En moins de deux semaines, on a émis pour plus de 200milliards de dollars (USD), essentiellement dans la devise américaine. L’importance des séries était plus significative. Alors qu’elles dépassaient auparavant rarement le milliard, aujourd’hui, les tranches représentent souvent un multiple. Et la demande reste soutenue. Cet argent ainsi récolté est conservé dans l’attente du relèvement annoncé des taux. D’après un récent rapport de l’agence de notation Moody’s, les entreprises américaines disposeraient de plus de 1.700milliards USD, qu’elles consacreront au rachat de leurs propres actions dès que les taux d’intérêt grimperont. Ces achats freineront ainsi la débâcle boursière que le relèvement engendrerait sinon.

Progression des faillites

La hausse de l’USD que ce relèvement engendrera sera elle aussi en partie tempérée par la baisse des prix des matières premières. Dès la publication des minutes par la Fed, le cours des devises liées aux matières premières a chuté. La hausse subite du prix du baril en fin de semaine a atténué leur chute. Les tenants de cette hypothèse idéale perdent néanmoins de vue un aspect: toute hausse des taux d’intérêt, aussi minime soit-elle, suscitera nombre d’ennuis financiers aux entreprises et aux banques. Car malgré la faiblesse relative des taux actuels, l’agence Standard & Poor’s a constaté que le nombre de faillites est en nette progression.
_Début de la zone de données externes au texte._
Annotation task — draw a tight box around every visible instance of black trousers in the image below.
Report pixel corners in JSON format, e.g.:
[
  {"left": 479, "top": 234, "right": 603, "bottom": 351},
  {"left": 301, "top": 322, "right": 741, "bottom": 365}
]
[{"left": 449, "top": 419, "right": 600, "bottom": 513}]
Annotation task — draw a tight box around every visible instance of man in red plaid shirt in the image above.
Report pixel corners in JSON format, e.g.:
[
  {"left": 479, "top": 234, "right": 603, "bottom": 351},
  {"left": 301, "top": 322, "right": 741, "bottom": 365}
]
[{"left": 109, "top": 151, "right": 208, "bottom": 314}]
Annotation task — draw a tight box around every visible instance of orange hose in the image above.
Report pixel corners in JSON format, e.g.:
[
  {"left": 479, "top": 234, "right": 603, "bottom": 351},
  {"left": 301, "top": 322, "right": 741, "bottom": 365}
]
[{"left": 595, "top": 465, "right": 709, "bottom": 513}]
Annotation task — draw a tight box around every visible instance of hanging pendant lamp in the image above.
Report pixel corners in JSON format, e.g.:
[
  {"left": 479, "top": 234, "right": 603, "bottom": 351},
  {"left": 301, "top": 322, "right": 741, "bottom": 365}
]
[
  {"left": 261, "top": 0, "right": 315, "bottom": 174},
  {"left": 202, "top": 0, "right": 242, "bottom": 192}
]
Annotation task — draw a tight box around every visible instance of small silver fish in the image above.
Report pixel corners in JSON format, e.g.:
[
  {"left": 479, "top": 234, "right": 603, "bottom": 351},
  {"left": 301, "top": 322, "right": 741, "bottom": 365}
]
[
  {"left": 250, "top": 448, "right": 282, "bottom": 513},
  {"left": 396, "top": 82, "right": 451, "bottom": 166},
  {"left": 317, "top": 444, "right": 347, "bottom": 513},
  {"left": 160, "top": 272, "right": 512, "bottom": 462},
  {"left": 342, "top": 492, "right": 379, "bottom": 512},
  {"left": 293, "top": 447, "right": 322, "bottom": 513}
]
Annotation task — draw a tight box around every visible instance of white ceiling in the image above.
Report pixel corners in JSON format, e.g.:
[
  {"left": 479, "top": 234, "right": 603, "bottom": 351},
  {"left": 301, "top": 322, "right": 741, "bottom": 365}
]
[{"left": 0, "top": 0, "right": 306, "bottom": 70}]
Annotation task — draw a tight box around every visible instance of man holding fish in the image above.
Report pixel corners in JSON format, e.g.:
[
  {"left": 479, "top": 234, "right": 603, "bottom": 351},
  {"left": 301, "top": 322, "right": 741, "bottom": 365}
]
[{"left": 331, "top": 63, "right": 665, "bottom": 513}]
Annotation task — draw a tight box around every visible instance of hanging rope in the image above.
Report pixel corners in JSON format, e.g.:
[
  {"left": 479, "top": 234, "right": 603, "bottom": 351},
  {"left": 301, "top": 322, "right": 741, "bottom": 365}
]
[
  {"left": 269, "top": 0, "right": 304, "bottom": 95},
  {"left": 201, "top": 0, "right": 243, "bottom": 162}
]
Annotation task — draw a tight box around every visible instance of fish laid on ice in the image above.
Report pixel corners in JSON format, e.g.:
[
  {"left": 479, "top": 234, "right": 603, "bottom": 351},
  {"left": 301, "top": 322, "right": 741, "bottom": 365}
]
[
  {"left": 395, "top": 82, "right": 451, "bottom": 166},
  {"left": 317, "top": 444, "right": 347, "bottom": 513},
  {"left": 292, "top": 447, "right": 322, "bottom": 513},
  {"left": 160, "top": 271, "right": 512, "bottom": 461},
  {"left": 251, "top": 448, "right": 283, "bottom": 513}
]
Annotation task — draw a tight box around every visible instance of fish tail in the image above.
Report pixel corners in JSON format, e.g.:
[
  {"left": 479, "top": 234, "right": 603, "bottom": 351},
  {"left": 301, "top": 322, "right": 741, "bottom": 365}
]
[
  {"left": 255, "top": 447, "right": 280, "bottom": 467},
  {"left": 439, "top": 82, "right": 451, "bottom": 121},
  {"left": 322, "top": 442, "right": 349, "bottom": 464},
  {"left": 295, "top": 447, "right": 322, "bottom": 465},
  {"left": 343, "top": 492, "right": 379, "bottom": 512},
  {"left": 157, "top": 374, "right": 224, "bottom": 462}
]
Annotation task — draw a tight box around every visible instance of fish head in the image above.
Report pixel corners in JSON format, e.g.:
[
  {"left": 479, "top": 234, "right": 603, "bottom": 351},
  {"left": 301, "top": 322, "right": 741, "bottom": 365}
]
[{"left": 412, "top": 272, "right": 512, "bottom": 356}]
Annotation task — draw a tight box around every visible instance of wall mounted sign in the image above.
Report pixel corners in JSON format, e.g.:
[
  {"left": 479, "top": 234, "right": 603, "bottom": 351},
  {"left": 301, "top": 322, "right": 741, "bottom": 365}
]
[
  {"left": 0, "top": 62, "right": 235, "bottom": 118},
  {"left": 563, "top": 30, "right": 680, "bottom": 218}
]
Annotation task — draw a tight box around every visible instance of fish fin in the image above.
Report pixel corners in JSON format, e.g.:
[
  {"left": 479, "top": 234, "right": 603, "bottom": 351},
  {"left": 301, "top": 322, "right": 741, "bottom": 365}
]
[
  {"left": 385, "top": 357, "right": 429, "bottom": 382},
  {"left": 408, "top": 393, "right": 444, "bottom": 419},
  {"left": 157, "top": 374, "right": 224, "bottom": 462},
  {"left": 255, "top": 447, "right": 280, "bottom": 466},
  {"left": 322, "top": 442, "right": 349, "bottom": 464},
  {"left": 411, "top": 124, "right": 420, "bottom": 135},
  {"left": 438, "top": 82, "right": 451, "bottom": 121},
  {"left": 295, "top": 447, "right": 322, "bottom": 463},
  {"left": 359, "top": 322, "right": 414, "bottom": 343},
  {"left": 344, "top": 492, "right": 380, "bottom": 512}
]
Le comportement sur le marché des capitaux la semaine passée a été très instructif. La demande de titres à haut rendement reste soutenue mais est devenue plus sélective. La tendance générale était à la baisse. On dénombrait pour les devises principales trois fois plus de titres cédant du terrain qu’inversement. Les emprunts à long terme ont dégringolé partout. Avec pour conséquence un raidissement des courbes de rendement. Ce mouvement se prolongera dans les semaines à venir, sans doute de façon chaotique.

Raffermissement du dollar

Sur le marché des changes, l’USD s’est raffermi face aux autres devises. Il a gagné 1,15% par rapport à l’euro (EUR). Il n’y a que la livre (GBP) qui a fait mieux, progressant de 2,3%. Les devises liées aux matières premières ont baissé, réduisant leur chute en fin de semaine. La principale victime n’est autre que le rand (ZAR), lequel a cédé 2,6%. Le franc suisse (CHF) a lui aussi été malmené, perdant 0,9%.

L’activité sur le marché primaire était particulièrement soutenue. Tout le monde veut profiter de la faiblesse relative des taux d’intérêt. Toutes les nouvelles émissions n’ont cependant pas été accueillies chaleureusement, obligeant les banques chargées de leur placement à les soutenir sur le marché gris. La vedette de la semaine était Diamond 1 Finance (BBB-), une filiale financière du fabricant américain d’ordinateurs Dell. Cinq émissions étaient prévues au départ, mais la demande était telle qu’une sixième a été ajoutée. La firme a émis pour un total de 20milliards alors qu’elle a reçu pour près de 90milliards de commandes. Il est par conséquent peu probable qu’on trouve encore des titres aux conditions de souscription. Coca-Cola (A3) n’a pas rencontré un accueil aussi chaleureux. Ses quatre émissions en EUR s’échangent sous leur prix de souscription sur le marché gris.

La demande pour Vivendi (Baa2) semblait plus robuste, tout comme celle pour le cimentier Holcim (BBB) ou le papetier suédois Svenska Cellulosa (Baa1), mais incomparable à celle à laquelle on asssiste pour le fabricant français de câbles Nexans (sans notation; émission pourrie). Son émission cote déjà au-dessus de 101% sur le marché gris. Crédit Suisse London (A1) en USD est assortie d’un coupon graduel qui augmente chaque année, passant de 1,8% à 1,9%, puis 2%, 2,2%, 2,5% et 2,8%. L’emprunt est de petite taille (150 millions) et peu attrayant. Les différents coupons nuls en USD sont déconseillés malgré leur excellente qualité. C’est que ces émissions sont très modestes et remboursables anticipativement dès l’année prochaine.